When missionaries visit the States and see our opulence, they can’t help but contrast it to the poverty they’ve just left.
But poverty, and riches, are relative. I have two cars. I live in a two-story brick house. I can buy anything I want, within reason. I’ve never known hunger. What should I do if confronted by the poverty of the Third World?
I’ll tell you what I have done. I loan my cars to missionaries when they are home on furlough—and I buy the gas and pay the repair bills. My house stays filled with people in need of ministry. I give a large percentage of my income to support those in ministry and to feed the poor. Ten years ago, my wife Jackie and I moved out of a small subdivision to our present house on 20 acres in a semi-rural setting. By today’s standards we got it at a steal. But for five years both of us lived with a deep-seated guilt because we had such a nice place. That has passed. I simply see my purchase as a wise move. I no longer believe God condemns prosperity. Indeed, I think He desires it for us—as long as we use what we have for His glory.
On the other hand, I too am appalled by what is going on in some sectors of Western Christendom. Extravagance grieves me. Yet, extravagance is relative to culture. Recently I helped deliver an evaporative cooler to a Christian Indian living in a dirt-floored two-room hut in the Mexican desert, that provided him—and the 10 people in his tiny house—a degree of comfort. But in the eyes of his neighbors, it was sheer extravagance.
I admire the way Sen. John D. “Jay” Rockefeller IV approached his job as a volunteer in the antipoverty program with the kind folks of Emmons, West Virginia (population 200), as a Peace Corps worker. “I come from a world that may be different, but you’ll find me serious and caring and wanting to help,’” he told them. Those grateful people later elected him governor—then U.S. senator. That, it seems, put riches in the right perspective.
What has God told me to do? He’s told me to withhold judgment from His servants—to be kind, tenderhearted and forgiving—even if I do not understand.
For instance, God did not tell me to build a splendid university as He told Oral Roberts. But I’m glad Oral obeyed, and I’ve sent him four of my five children to educate.
I’ve looked but I cannot find a single biblical injunction to tear down what others are doing in the name of Jesus. My call? To use the things I control to God’s glory—and allow my brothers to answer to God for the things they control.

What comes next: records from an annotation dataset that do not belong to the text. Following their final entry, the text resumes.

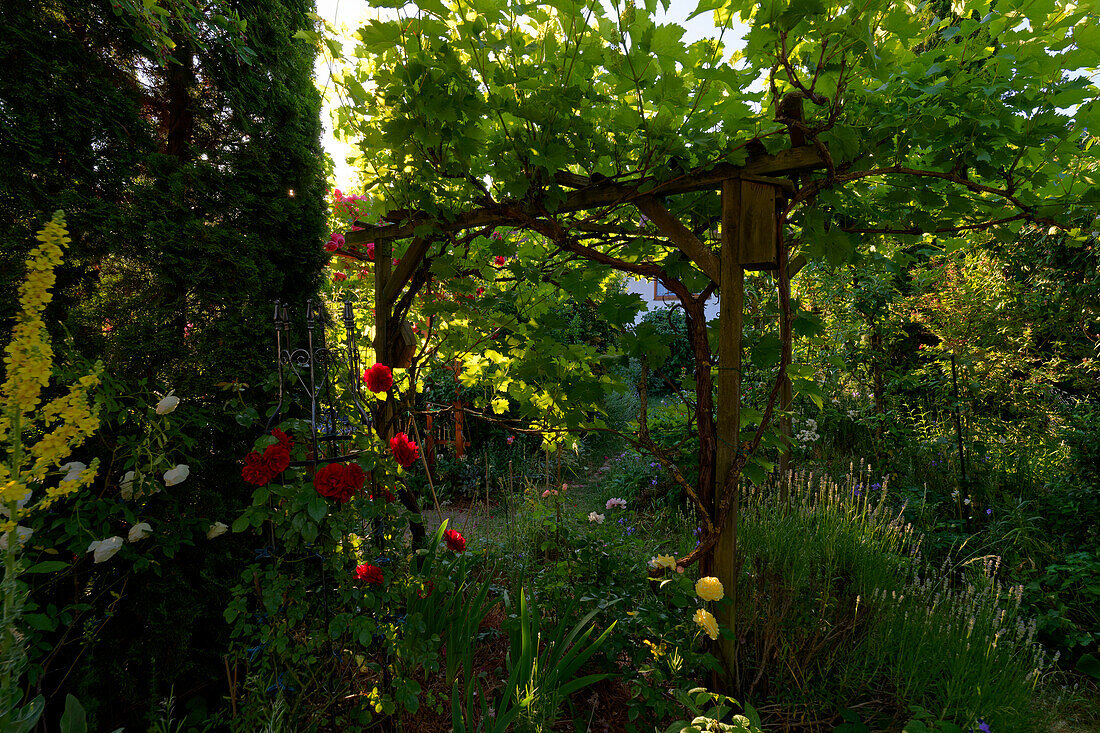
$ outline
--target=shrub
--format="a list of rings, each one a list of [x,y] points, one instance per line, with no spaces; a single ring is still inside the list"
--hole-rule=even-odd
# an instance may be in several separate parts
[[[1019,614],[1023,589],[997,582],[998,560],[968,576],[923,564],[886,486],[868,491],[869,470],[791,484],[789,507],[765,486],[739,526],[735,633],[751,699],[770,697],[788,722],[862,703],[889,727],[912,705],[960,725],[1040,724],[1030,703],[1048,660]]]

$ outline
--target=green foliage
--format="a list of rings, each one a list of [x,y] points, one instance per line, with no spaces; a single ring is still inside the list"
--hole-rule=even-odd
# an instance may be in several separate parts
[[[570,613],[565,611],[553,627],[543,631],[538,609],[528,602],[522,589],[518,601],[512,601],[506,594],[504,604],[513,620],[505,691],[515,696],[510,702],[518,710],[517,730],[550,730],[558,710],[569,696],[609,677],[607,674],[580,672],[607,641],[615,623],[593,637],[597,630],[590,622],[601,609],[590,611],[572,627],[568,621]]]
[[[1021,612],[1023,588],[1001,586],[990,558],[960,567],[961,583],[948,566],[923,566],[912,527],[869,483],[801,477],[790,508],[766,492],[743,516],[735,627],[750,699],[781,701],[785,718],[878,694],[872,725],[916,704],[1038,730],[1031,700],[1050,659]]]
[[[760,715],[751,705],[745,705],[744,715],[729,715],[729,712],[738,705],[737,701],[728,696],[696,687],[691,690],[676,690],[676,699],[694,714],[694,718],[691,721],[672,723],[666,733],[703,733],[704,731],[761,733]],[[704,705],[707,707],[704,708]],[[725,722],[727,718],[729,718],[729,722]]]
[[[172,683],[212,704],[220,698],[207,687],[224,677],[218,620],[240,570],[232,554],[246,550],[221,540],[209,551],[196,543],[206,527],[196,527],[245,500],[235,461],[252,436],[221,412],[216,385],[260,381],[271,302],[304,303],[324,259],[315,245],[323,179],[314,52],[290,37],[311,10],[308,0],[0,9],[11,131],[0,141],[0,330],[34,222],[64,207],[75,222],[72,258],[46,321],[56,342],[102,359],[120,383],[97,448],[109,467],[96,485],[101,499],[81,500],[85,526],[55,517],[43,536],[82,558],[90,534],[101,539],[132,521],[118,483],[135,468],[124,461],[144,460],[132,441],[146,405],[128,415],[130,395],[175,389],[201,405],[164,436],[165,455],[187,456],[193,473],[185,492],[151,500],[143,518],[166,526],[148,548],[116,558],[125,571],[80,566],[64,581],[38,577],[32,590],[44,619],[36,642],[52,647],[81,630],[48,657],[42,690],[51,708],[75,692],[95,727],[142,727]],[[153,48],[169,40],[173,58],[162,63]]]

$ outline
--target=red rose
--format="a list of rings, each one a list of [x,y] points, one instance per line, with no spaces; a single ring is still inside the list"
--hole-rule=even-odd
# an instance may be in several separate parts
[[[382,568],[366,562],[364,565],[355,566],[355,578],[359,580],[365,580],[372,586],[382,584]]]
[[[389,439],[389,452],[394,455],[402,468],[408,468],[420,458],[420,449],[404,433],[398,433]]]
[[[356,463],[329,463],[314,477],[314,488],[321,496],[343,504],[363,488],[363,469]]]
[[[451,551],[464,553],[466,550],[466,538],[460,535],[457,529],[446,530],[443,541],[447,543],[447,548]]]
[[[363,372],[363,382],[371,392],[385,392],[394,386],[394,373],[385,364],[375,364]]]
[[[396,502],[397,497],[394,496],[394,492],[388,489],[383,489],[381,494],[372,495],[371,499],[385,499],[387,502]]]
[[[264,463],[263,456],[253,450],[244,457],[244,468],[241,469],[241,478],[249,483],[263,486],[271,483],[271,480],[275,477],[267,469],[267,464]]]

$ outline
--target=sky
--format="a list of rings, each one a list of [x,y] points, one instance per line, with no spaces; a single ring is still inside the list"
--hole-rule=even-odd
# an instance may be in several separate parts
[[[639,3],[644,4],[644,3]],[[692,43],[698,41],[700,39],[713,35],[714,31],[714,13],[708,11],[702,13],[692,20],[686,20],[688,17],[695,10],[698,4],[698,0],[669,0],[669,9],[666,11],[660,3],[657,6],[657,22],[658,23],[676,23],[682,25],[685,30],[683,41],[684,43]],[[349,43],[351,41],[351,34],[355,32],[364,21],[371,20],[378,17],[381,11],[374,8],[370,8],[363,0],[317,0],[317,14],[326,19],[336,29],[343,29]],[[736,25],[735,25],[735,30]],[[729,35],[726,35],[727,47],[730,43]],[[351,50],[351,46],[348,46]],[[322,90],[328,90],[328,96],[331,96],[331,85],[329,84],[329,68],[328,63],[323,58],[319,58],[317,63],[316,78],[318,87]],[[359,176],[355,171],[352,169],[346,163],[346,158],[353,153],[350,145],[337,140],[332,136],[332,121],[331,114],[329,113],[329,105],[331,100],[326,99],[326,111],[321,116],[322,122],[324,124],[324,132],[321,138],[321,143],[324,145],[324,150],[328,151],[329,155],[332,157],[332,162],[336,166],[336,180],[334,187],[341,190],[349,192],[355,190],[358,188]]]

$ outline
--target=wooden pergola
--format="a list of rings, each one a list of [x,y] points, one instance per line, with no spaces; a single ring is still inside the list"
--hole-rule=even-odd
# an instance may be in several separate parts
[[[375,243],[375,353],[381,354],[380,361],[395,363],[395,355],[402,348],[397,326],[403,314],[407,311],[416,289],[428,276],[426,269],[421,269],[426,255],[436,241],[446,241],[448,237],[466,230],[507,226],[537,231],[548,237],[560,249],[581,258],[634,275],[661,281],[666,287],[680,296],[689,318],[693,313],[696,318],[700,317],[702,303],[716,289],[721,296],[716,405],[711,397],[713,383],[710,379],[710,347],[705,338],[702,346],[697,339],[693,341],[696,364],[702,363],[701,359],[705,359],[707,363],[705,385],[700,385],[696,394],[698,403],[696,419],[701,433],[701,471],[698,495],[693,499],[697,508],[703,510],[702,518],[708,525],[706,527],[708,532],[700,548],[679,562],[688,565],[696,559],[701,560],[704,575],[716,576],[733,593],[736,589],[734,579],[738,572],[737,516],[740,471],[748,455],[759,444],[777,393],[780,395],[781,409],[788,409],[791,405],[791,384],[785,376],[785,369],[791,361],[789,294],[792,273],[782,236],[784,219],[782,203],[784,197],[796,192],[793,182],[798,180],[800,174],[825,167],[822,153],[817,146],[802,145],[776,155],[765,153],[750,155],[744,165],[719,163],[663,180],[657,176],[596,179],[559,172],[554,176],[556,183],[571,190],[552,212],[538,203],[516,200],[474,208],[450,220],[433,218],[424,212],[404,212],[400,220],[386,226],[356,222],[356,227],[361,229],[345,233],[345,243],[348,245]],[[683,222],[670,214],[661,201],[662,197],[703,190],[721,192],[718,252],[701,241]],[[669,242],[705,274],[712,284],[702,294],[692,294],[680,281],[669,277],[656,263],[627,263],[584,245],[581,242],[582,238],[564,229],[556,218],[558,215],[593,209],[609,211],[623,206],[632,206],[648,217]],[[428,231],[433,234],[425,234]],[[411,243],[396,267],[393,267],[393,242],[400,239],[411,239]],[[743,446],[740,440],[741,318],[746,270],[774,271],[780,291],[783,347],[776,387],[762,420],[763,425],[755,440]],[[414,282],[417,277],[421,281],[419,285]],[[395,306],[397,306],[396,316]],[[705,354],[701,353],[701,349],[705,349]],[[395,431],[394,414],[391,397],[378,420],[378,431],[384,439],[392,437]],[[712,414],[714,415],[712,431],[703,435],[705,433],[703,420],[711,420]],[[784,434],[789,439],[789,420],[784,425]],[[704,464],[713,467],[708,475],[704,475]],[[781,469],[785,469],[785,460],[781,463]],[[728,611],[725,614],[728,614]],[[719,616],[719,621],[728,625],[728,615],[725,619]],[[733,654],[730,644],[726,641],[722,644],[727,660]]]

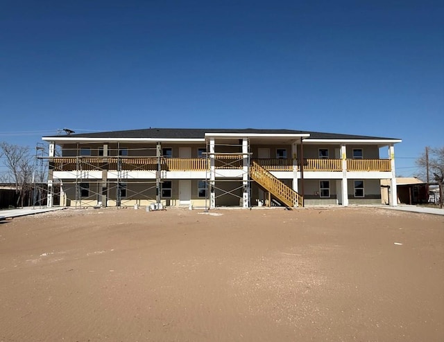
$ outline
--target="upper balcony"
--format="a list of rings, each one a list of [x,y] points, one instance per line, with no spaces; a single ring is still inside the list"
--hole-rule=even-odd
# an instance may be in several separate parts
[[[293,159],[255,159],[268,171],[293,172]],[[148,157],[53,157],[50,159],[50,168],[54,171],[124,170],[156,171],[157,159]],[[214,161],[216,169],[241,169],[244,161],[239,155],[218,156]],[[391,171],[390,159],[347,159],[347,171]],[[300,171],[298,161],[297,170]],[[205,158],[160,159],[160,169],[165,171],[205,171],[210,169],[210,161]],[[341,172],[341,159],[304,159],[305,172]]]

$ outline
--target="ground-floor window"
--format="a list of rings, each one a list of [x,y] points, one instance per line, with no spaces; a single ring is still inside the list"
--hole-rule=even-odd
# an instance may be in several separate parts
[[[126,183],[121,183],[118,186],[118,190],[120,192],[120,198],[126,197]]]
[[[197,183],[197,192],[199,197],[207,197],[207,186],[205,181],[199,181]]]
[[[162,156],[165,158],[171,158],[173,156],[173,149],[171,147],[162,148]]]
[[[287,159],[287,149],[285,149],[285,148],[276,149],[276,158],[278,159]]]
[[[364,197],[364,181],[355,181],[355,197]]]
[[[327,148],[320,148],[319,151],[319,159],[328,159],[328,149]]]
[[[321,181],[319,182],[319,196],[321,197],[330,197],[330,181]]]
[[[79,186],[79,190],[80,192],[80,197],[89,197],[89,183],[80,183]]]
[[[171,181],[164,181],[162,183],[162,198],[171,198]]]

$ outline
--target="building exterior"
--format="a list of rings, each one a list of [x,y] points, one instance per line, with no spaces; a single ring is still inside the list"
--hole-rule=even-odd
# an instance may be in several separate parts
[[[434,189],[436,183],[427,183],[416,177],[397,177],[396,192],[398,203],[402,204],[437,204]],[[384,204],[390,204],[391,180],[381,180],[381,200]],[[436,192],[438,192],[438,191]]]
[[[44,136],[49,199],[70,206],[380,204],[401,141],[291,129],[156,129]],[[387,148],[387,158],[379,149]]]

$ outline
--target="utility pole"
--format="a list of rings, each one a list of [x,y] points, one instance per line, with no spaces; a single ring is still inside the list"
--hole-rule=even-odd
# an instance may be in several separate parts
[[[428,146],[425,147],[425,170],[427,172],[427,185],[425,186],[425,203],[429,203],[429,182],[430,181],[430,178],[429,176],[429,147]]]

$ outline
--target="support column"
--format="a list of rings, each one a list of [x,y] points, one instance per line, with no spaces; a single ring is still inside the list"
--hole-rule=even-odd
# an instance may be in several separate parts
[[[250,191],[248,186],[248,168],[250,168],[248,158],[248,140],[246,138],[242,139],[242,206],[248,208],[250,204]]]
[[[216,195],[214,185],[216,181],[216,168],[214,164],[214,138],[210,139],[210,208],[216,208]]]
[[[291,144],[291,156],[293,158],[293,190],[298,192],[298,143]]]
[[[103,144],[103,161],[105,165],[108,163],[107,156],[108,156],[108,144]],[[102,170],[102,183],[100,185],[101,187],[101,201],[102,202],[102,206],[108,206],[108,168],[105,168],[104,170]]]
[[[160,161],[162,160],[162,145],[157,143],[155,149],[155,155],[157,159],[157,170],[155,172],[155,202],[157,204],[157,208],[160,208],[161,199],[161,188],[160,188],[160,177],[162,176],[162,165]]]
[[[49,143],[49,150],[48,152],[48,156],[50,157],[49,161],[52,161],[51,158],[54,156],[54,150],[55,150],[55,144],[54,142],[52,141]],[[53,199],[54,199],[54,189],[53,188],[53,170],[50,168],[48,170],[48,199],[46,200],[46,206],[48,208],[52,208],[53,206]]]
[[[345,144],[341,144],[341,158],[342,159],[342,181],[341,190],[342,192],[342,205],[348,206],[348,183],[347,180],[347,149]]]
[[[398,206],[398,188],[396,186],[396,170],[395,169],[395,146],[388,146],[388,156],[390,158],[390,166],[391,168],[391,179],[390,180],[391,198],[392,206]]]

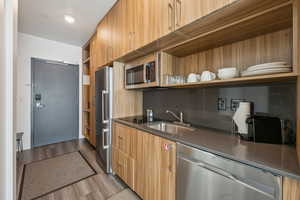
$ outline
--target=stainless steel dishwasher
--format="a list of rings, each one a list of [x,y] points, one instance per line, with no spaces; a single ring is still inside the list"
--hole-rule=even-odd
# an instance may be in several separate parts
[[[282,200],[282,177],[177,144],[176,200]]]

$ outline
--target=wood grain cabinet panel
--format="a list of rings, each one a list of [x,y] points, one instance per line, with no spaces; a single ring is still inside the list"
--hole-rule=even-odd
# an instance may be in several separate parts
[[[136,129],[114,123],[113,146],[129,157],[136,158]]]
[[[137,132],[135,192],[144,200],[175,200],[176,144]]]
[[[174,0],[175,27],[181,28],[236,0]]]
[[[144,200],[175,200],[174,142],[114,123],[112,156],[113,171]]]
[[[300,182],[295,179],[284,177],[283,179],[283,200],[300,199]]]
[[[88,136],[89,142],[96,146],[96,102],[95,102],[95,70],[97,66],[97,40],[96,36],[90,42],[90,135]]]
[[[135,160],[113,147],[112,168],[114,172],[131,188],[134,188]]]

Once I spent a week in a Catholic monastery with about 50 of the nation’s charismatic leaders. We were miles apart in doctrine. Some were classic Pentecostals. Some were liberals. Several were Catholic priests. We spend all week listening to each other.
At night, when we finished with the day’s activities, we went down to the kitchen for snacks. Some drank beer, some lemonade. One afternoon I listened to a devoted Catholic scholar tell how Mary encouraged him to love and worship Jesus. The week did not change my doctrine, but it softened my spirit.
I wish some of my friends who are so critical of Catholics would take a week each year, as I do, getting to know these folks and listening to their hearts. Perhaps they would come away as I do, realizing God is bigger than our interpretation of the Bible and that all men who are committed to the Lordship of Jesus Christ are brothers.
As I examine my past critical attitude of the lifestyles and doctrines of others, I realize most of it has come from secondhand knowledge. Recently I sat in a ministry’s conference in Tulsa and heard Kenneth Copeland preach. I’d never cared for Copeland’s approach, but, again, I’d never heard him in person. That night I left the room a mellowed man.
Who is right? One who drives a luxury automobile and whose ostentation seems second only to the Taj Mahal? Or my missionary friend who drives a battered car over rocky Argentine roads and wears threadbare clothes? Who is right?
I suspect, when earth’s last picture is painted, that the bright lights here at home will blend right into the dusty colors painted by my missionary friends, and somehow the picture will come out looking just the way God intended.
Jamie Buckingham wrote 153 columns for Charisma over 13 years, first known as “Dry Bones” but later as it’s most recognized “Last Word.” His singular voice was animated by a heart for Jesus baptized in the power of the Holy Spirit in 1967 at a Full Gospel Businessmen’s convention. Buckingham provided a steadying force during the scandals of the 1980s, penning the seminal article on the PTL scandal, “God Is Shaking His Church” in May 1986.